Centre for Digital Humanities

Events

HAI Colloquium with Prof. Rens van de Schoot

Event details

Date:
28 October 2021
Time:
13:15 - 14:15
Venue:
Drift 21
Drift 21, room 0.32, Utrecht

The focus area Human-Centered AI (HAI) organizes the first Human Centered AI colloquium of this academic year with Prof. Rens van de Schoot as speaker.

Prof. van de Schoot works as full professor ‘Statistics for Small Data Sets’ at Utrecht University and is extra-ordinary professor at the North-West University in South-Africa. He is also program director of the research master ‘Methodology and Statistics for the Behavioural, Biomedical and Social Sciences’ and coordinator of the post-graduate program at the department of Methods and Statistics at Utrecht University.
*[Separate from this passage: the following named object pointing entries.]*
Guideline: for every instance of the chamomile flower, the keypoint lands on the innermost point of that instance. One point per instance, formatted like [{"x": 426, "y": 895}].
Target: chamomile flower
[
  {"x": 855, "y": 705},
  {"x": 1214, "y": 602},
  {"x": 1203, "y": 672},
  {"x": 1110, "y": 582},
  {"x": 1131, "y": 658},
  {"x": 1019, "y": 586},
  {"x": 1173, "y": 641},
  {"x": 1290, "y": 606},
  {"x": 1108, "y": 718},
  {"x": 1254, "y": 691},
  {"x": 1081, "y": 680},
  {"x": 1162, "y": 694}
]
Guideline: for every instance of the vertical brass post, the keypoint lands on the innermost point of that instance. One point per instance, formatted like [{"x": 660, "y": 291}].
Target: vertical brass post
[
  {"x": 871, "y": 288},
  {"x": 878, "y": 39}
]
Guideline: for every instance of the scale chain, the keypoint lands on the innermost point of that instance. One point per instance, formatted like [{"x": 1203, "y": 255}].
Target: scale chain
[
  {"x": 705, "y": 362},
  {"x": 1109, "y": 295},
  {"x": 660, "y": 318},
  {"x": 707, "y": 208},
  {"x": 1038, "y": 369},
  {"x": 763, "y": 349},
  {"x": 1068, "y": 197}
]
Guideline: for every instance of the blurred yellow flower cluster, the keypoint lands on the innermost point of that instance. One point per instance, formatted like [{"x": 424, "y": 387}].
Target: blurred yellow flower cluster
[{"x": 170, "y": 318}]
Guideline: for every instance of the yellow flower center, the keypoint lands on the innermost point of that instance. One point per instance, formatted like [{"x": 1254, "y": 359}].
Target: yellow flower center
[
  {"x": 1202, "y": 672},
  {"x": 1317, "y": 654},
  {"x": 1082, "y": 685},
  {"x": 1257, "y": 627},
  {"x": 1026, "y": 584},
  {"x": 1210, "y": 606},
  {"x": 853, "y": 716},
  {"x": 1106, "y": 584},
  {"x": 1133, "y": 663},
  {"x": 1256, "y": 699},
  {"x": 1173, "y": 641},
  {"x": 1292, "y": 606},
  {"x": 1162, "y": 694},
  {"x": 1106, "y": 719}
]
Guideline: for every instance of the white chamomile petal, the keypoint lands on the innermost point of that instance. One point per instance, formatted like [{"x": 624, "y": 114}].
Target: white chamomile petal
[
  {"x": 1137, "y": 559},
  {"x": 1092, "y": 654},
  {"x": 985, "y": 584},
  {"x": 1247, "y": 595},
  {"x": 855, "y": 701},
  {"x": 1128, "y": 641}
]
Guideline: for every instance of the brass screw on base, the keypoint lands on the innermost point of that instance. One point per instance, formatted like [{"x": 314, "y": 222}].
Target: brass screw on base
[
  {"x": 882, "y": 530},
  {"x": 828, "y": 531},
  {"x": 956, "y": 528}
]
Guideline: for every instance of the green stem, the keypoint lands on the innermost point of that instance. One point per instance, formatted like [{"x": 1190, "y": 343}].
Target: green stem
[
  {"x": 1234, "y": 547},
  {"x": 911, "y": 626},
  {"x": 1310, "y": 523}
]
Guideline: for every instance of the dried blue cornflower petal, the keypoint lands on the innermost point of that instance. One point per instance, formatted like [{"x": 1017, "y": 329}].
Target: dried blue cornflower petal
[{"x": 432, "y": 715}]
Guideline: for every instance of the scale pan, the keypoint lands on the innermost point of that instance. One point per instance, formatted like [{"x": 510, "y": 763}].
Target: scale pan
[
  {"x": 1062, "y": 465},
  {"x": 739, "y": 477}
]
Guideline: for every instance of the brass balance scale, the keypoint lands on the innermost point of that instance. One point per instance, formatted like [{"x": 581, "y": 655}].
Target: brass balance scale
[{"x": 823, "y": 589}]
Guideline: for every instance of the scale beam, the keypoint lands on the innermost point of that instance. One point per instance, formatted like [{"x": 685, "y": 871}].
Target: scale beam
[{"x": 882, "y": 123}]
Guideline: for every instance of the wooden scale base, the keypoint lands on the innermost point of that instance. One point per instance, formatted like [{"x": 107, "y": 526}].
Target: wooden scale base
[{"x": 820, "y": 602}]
He will talk about: Saving time and sanity – Active learning for screening large amounts of texts.

The scientific output of the world doubles every nine years. Imagine updating a medical guideline, making evidence-based policy or scouting for new technologies in this tsunami of new knowledge: there’s not enough time to read everything. More and more researchers and organizations rely upon Systematic Reviews to synthesize the state of the art in a particular scientific field. But this process is under severe strain: the exponential growth in papers means they too have to screen an ever-larger body of work – resulting in costly, abandoned, or error-prone work. A well-established approach to increase the efficiency of title and abstract screening is screening prioritization via active learning. Active learning is effective for systematic reviewing, and we can reduce the number of papers to screen up to 95%(!). Over the last years, we have worked with a multidisciplinary team to develop and validate an Open Source tool to support literature research in quickly finding relevant articles: ASReview – with >150K downloads of the user-friendly front-end in >40 countries, and is published in Nature Machine Intelligence. The software is designed to save time and improve transparency when screening large amounts of text using state-of-the-art machine learning models and feature extraction techniques. The tool is easily expandable, and many master students have already added new models to the software.

In the colloquium, I will introduce active learning for screening textual data using a real use-case of developing medical guidelines to deal with the Covid19 pandemic. Then, I will explain the difference between Human-in-the-loop and Research-in-the-loop approaches, introduce the underlying machinery, present results from simulation studies, and show how former master students have contributed to the open-source project. Lastly, I will explain the upcoming hackathon we are organizing for Follow the Money, investigating the communication between the multinational oil and gas company Shell and the Dutch government. They have to screen thousands and thousands of emails, let’s see if we can help them to speed up this process by implementing active learning!